This first post is intended to introduce the type of work we’ve started at Lab41, which is a unique partnership In-Q-Tel has started with Academia, Industry, and the U.S. Intelligence Community. We’re excited about this venture and look forward to sharing our progress towards collaboratively addressing big data challenges with new technologies.
Designing scalable systems for the real world requires careful consideration of data – namely, Big Data’s volume, variety, and velocity – to ensure the right pieces are engineered and valuable resources don’t miss the gotchas or edge cases that lead to insight. Basically, when tinkering with different architectures in the Big Data arena, having good data to test against is paramount. One of our projects involves assessing various architectures for working with large-scale graphs, including how to incorporate data that tests the limits of storage, computation, and analytic workflows.
As you might expect, we wanted to use real world data when designing our real-world system. However, getting real data that mimics production data is difficult and time consuming. Oftentimes data only tells a story for that specific dataset, leading a developer to miss the more comprehensive view of the system’s strengths and weaknesses. For those reasons, we developed a method that generates large graphs with the “right” qualities of a system that can scale to one billion nodes.
Before comparing the leading projects for scaling graphs, we needed a good baseline for assessing the data requirements of the overall system. It quickly became apparent that current offerings such as Gephi, Network WorkBench, NetworkX, and Furnace, all do a good job of following particular distributions and structural constraints. However, most of them are unable to generate graphs at large scale and produce the correct format and build to completion and finish in a reasonable amount of time.
The evaluation and assessment of graph data generators led us down the path of writing a fairly-straightforward script. The code is very young in its development – and has room for a lot of improvement – but it has proven simple to use, moderately good at generating graphs large enough to test claims, and flexible enough to vary characteristics such as directed-ness, out-degrees, and of course numbers of edges, nodes, and attributes. We made sure to add a twist of randomness to avoid creating identical graphs.
The script takes command-line switches to configure the following graph characteristics:
- Number of nodes
- Degree of nodes
- In-degree of nodes
- Out-degree of nodes
- Number of node attributes
- Number of edge attributes
- Output type (GraphML and GraphSON so far)
With our script in hand, we moved on to begin the requisite performance testing, but we first discovered an important consideration for anyone wishing to release our script into the wild.
The most important “practical” consideration proved to be enforcement (or not) of strict parameters, which forces the script to scan and verify characteristics of all nodes. By enforcing strict parameters, we mean that:
- each node must guarantee
- that it has no more and no less edges attached to it
- from both an in and out degree context.

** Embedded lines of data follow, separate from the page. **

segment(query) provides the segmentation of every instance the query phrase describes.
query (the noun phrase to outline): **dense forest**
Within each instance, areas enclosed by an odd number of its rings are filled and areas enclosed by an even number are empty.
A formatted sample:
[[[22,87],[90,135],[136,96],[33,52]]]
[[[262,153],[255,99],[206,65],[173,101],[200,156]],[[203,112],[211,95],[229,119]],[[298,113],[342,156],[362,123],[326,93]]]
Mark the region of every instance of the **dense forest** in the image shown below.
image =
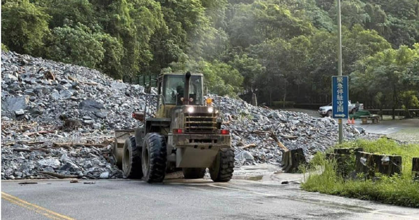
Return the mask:
[[[419,105],[419,1],[342,0],[344,75],[366,107]],[[335,0],[2,0],[1,47],[144,83],[162,72],[258,102],[331,100]]]

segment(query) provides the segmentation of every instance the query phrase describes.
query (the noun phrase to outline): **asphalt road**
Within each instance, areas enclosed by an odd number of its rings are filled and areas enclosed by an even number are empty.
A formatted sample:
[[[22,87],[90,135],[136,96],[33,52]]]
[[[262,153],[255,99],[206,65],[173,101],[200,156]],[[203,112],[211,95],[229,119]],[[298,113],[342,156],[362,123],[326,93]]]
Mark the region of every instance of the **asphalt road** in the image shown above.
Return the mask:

- that it has no more and no less edges attached to it
In order to guarantee this 100% of the time, each time an edge is added, all preexisting edges must be checked to make sure that the chosen random vertices chosen do not go outside the imposed limits. To put it in perspective, the script initially enforces strict parameters, which – as you can probably guess by now – simply become untenable for quickly producing large graph data sets. As the below chart shows, we are able to generate a graph of 100 Million nodes in roughly the same amount of time it took to generate a graph of only 100,000 nodes using strict parameter enforcement:
Since disabling strict enforcement led to a graph three orders of magnitude larger in the same amount of time, you might be asking how the absence of that check – the degree of edges/node – affected the number of edges. Below we show that the difference of edges between checking and not checking is negligible:
Since we are generating these graphs, it seems reasonable to bend the requirements slightly to treat the minima and maxima simply as guidelines that some nodes may not conform to. While there is still room for improvement, such as leveraging more than a single CPU core, the results are reasonable enough to use.
Generating the Baseline
The most important point is that seemingly “simple” parameter changes – which represent actual differences in real-world networks – make huge differences to the resulting network and therefore our system design. We generated three different classes of graphs from a baseline of graph data sets to determine how varying parameters influences such important characteristics as: time to generate, number of edges created, storage footprint, number of node and edge attributes, and average degree of nodes.
Each graph was generated with an increasing value of nodes, while all other settings were static between generations, per graph type. Graph types A, B, and C – described below – will be used in the next couple of charts:
Graph Type: A B C Magnitude: 1K - 1B 1K - 100M 1K - 100K Format: graphml* graphml* graphml* Directed: No No No Minimum Degree: 1 1 1 Maximum Degree: 10 10 Same number as nodes Minimum Node Attributes: 2 50 2 Maximum Node Attributes: 2 100 2 Minimum Edge Attributes: 0 5 0 Maximum Edge Attributes: 0 25 0
GraphML (http://graphml.graphdrawing.org/) is a convenient XML format that describes nodes in terms of names and types with labeled edges between nodes.
Number of Nodes
The first chart illustrates how the number of nodes greatly influences all other characteristics. While Type A generated one billion nodes in approximately 24 hours, the same timeframe yielded graphs of Type B with only 10 Million nodes and Type C with a scant one million nodes:
As this is just a first cut, restricting the number of nodes on the graph types seems acceptable for now. The following illustrates that limiting Type C to only 100,000 nodes still produces almost the same number of edges as a one billion node version of graph A:
The following chart shows that a one billion node graph of Type B would require approximately 10TB of storage space, while Type C would require 300 Petabytes (!) to reach one billion nodes:
Sadly, I couldn’t justify buying 300 Petaracks just to generate the world’s most unrealistic graph. Not to mention it would have taken approximately 20,000 years to generate, but that’s beside the point.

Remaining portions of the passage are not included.